Introduction to the Concept and Approach
The paper presents an enhanced approach to answering complex natural language questions requiring multi-step reasoning and external data sourcing. Substantial advancements have involved integrating knowledge retrieval with LLMs to handle such questions. Unfortunately, these systems exhibit limitations and are not directly trainable end-to-end to rectify these shortcomings. Consequently, the authors introduce a technique that enriches an LLM with the capacity to reason and interact with external knowledge sources. This system is further polished using a ReST-like training protocol that iteratively self-trains on past trajectories, combining reinforcement learning with AI feedback for ongoing self-improvement and self-distillation.
Underlying Agent Architecture
The work is rooted in the ReAct method, combining chain-of-thought reasoning with action and observation in multiple rounds. Here, the Search Agent is tailored with prompts spawning long-form, traceable answers. Challenges lie in refining the agent's robustness and efficacy, which commonly involves acquiring extensive human-labeled data—a process fraught with difficulties. The paper leverages a self-critical method, exploiting AI feedback and synthetic data to enhance the agent's capabilities, diverging from traditional reliance on human-labeled training data.
Improved Training via Self-Improvement Loop
An essential aspect is the application of the ReST algorithm in agent scenarios: the dataset is expanded by sampling from recent policies, and the policy improves through a fixed dataset with a model used as a ranking tool. This is signified by multi-step trajectories culminating in complete assessments and AI-powered direct rankings. The agent's prowess is gauged by its ability to tackle compositional questions that evade simple search engines. Through this iterative process, a large model is fine-tuned, and comparatively less resource-intensive models achieve similar performance, furnishing evidence for the self-improvement and self-distillation capabilities of the method.

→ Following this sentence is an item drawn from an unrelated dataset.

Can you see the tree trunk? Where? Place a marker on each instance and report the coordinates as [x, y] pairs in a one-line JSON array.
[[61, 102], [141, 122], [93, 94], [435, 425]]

Evaluating Agent Performance
The paper adopts two primary datasets, Bamboogle and BamTwoogle, to evaluate the Search Agent. Both datasets consist of questions intentionally crafted to be unsolvable by standard search engines, each requiring various searches for accurate responses. This task serves as a testbed for the agent's effectiveness through human and automated evaluations. The synergy between the iterative training process, AI feedback, and careful pacing of training iterations paves the way for models that show improvements without human data intervention, a significant step forward in the autonomous enhancement of LLMs.